Republican presidential candidate Donald Trump speaks at the 2016 American Israel Public Affairs Committee (AIPAC) Policy Conference at the Verizon Center, on Monday, March 21, 2016, in Washington.

Republican presidential frontrunner Donald Trump sought to put to rest recent doubts about his policies as he promised to strengthen the U.S.-Israel alliance with a pro-Israel foreign policy as he addressed AIPAC’s annual policy conference at the Verizon Center in Washington, D.C., on Monday.

“I speak to you today as a lifelong supporter and true friend of Israel. I am a newcomer to politics but not to backing the Jewish state,” Trump presented himself to the pro-Israel crowd. “I didn’t come here tonight to pander to you about Israel. That’s what politicians do: all talk, no action.

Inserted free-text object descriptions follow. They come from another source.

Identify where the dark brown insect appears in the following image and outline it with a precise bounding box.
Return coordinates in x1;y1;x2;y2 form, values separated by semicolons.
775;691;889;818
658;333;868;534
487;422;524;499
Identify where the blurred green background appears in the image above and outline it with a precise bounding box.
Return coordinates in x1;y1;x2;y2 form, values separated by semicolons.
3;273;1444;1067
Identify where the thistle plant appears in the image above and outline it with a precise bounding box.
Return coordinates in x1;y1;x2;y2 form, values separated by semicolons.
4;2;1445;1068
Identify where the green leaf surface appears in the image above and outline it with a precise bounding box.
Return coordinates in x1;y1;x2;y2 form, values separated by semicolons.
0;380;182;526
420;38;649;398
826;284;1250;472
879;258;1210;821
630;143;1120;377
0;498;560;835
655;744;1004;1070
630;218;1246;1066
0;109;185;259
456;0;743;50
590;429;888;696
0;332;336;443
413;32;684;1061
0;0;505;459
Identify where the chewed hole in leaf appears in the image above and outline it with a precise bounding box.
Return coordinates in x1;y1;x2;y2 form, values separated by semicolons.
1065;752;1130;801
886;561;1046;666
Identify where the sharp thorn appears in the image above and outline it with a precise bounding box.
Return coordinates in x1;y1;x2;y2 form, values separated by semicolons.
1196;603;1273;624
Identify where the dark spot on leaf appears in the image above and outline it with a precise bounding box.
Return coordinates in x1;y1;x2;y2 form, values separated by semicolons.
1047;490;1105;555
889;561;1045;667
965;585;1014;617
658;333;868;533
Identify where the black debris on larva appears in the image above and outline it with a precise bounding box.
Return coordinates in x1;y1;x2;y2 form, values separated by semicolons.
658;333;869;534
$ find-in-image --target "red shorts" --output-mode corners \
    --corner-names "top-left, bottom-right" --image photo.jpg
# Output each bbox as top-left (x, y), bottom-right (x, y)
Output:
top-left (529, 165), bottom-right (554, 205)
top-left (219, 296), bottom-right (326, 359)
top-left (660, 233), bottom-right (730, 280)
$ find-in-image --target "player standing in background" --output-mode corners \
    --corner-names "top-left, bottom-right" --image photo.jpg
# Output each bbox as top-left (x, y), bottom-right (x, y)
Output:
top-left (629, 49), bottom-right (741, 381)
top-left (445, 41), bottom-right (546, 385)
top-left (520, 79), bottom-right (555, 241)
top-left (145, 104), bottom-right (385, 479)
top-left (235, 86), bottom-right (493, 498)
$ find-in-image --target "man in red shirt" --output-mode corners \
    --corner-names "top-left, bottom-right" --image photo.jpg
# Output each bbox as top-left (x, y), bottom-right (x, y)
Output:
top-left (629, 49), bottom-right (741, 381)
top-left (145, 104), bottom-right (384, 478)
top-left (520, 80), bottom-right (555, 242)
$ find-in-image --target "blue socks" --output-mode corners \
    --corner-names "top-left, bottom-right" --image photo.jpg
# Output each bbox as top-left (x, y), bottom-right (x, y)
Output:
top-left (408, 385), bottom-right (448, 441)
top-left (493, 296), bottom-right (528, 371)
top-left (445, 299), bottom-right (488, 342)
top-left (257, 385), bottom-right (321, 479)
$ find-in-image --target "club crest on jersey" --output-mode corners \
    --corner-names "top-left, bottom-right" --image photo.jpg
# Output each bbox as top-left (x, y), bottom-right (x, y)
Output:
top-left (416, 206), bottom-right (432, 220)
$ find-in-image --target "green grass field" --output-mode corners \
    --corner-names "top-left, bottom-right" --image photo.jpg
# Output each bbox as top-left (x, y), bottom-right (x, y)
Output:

I came here to speak to you about where I stand on the future of American relations with our strategic ally, our unbreakable friendship, and our cultural brother, the only democracy in the Middle East, the State of Israel.”

“When I become president, the days of treating Israel like a second-class citizen will end on Day One,” Trump said to loud applause. “We will send a clear signal that there is no daylight between America and our most reliable ally, the state of Israel.”

Trump, reading off a teleprompter for the first time in his political career, promised to meet with Israeli Prime Minister Benjamin Netanyahu “immediately,” and “move the American embassy to the eternal capital of the Jewish people, Jerusalem.”

The Republican presidential frontrunner received thunderous applause and a standing ovation as he expressed joy over 2016 being President Barack Obama’s last year in office.

Criticizing the president for attempting to pass a UN Security Council resolution on the terms of an eventual agreement between Israel and the Palestinians, Trump pledged to veto any attempt by the UN “to impose its will on the Jewish state.”

“It’s not up the United Nations to impose a solution,” he said. “The parties must negotiate a resolution themselves. The United States can be useful as a facilitator of negotiations, but no one should be telling Israel it must abide by some agreement made by others thousands of miles away that don’t even really know what’s happening.”

“We know Israel is willing to deal. Israel has been trying to sit down at the negotiating table, without preconditions, for years,” he asserted. “The Palestinians must come to the table knowing that the bond between the United States and Israel is unbreakable. They must come to the table willing and able to stop the terror being committed on a daily basis against Israel and they must come to the table willing to accept that Israel is a Jewish state and it will forever exist as a Jewish state.”

Trump started off his speech by criticizing the Iran nuclear deal, which he called “catastrophic for America, for Israel, and for the whole Middle East.”

“My number one priority is to dismantle the disastrous deal with Iran,” he assured AIPAC. Echoing Prime Minister Benjamin Netanyahu, Trump said, “The biggest concern with the deal is not necessarily that Iran is going to violate it, although it already has, the bigger problem is that they can keep the terms and still get to the bomb by simply running out the clock, and, of course, they keep the billions.”

“Iran is a very big problem and will continue to be, but if I’m elected president, I know how to deal with trouble,” he said.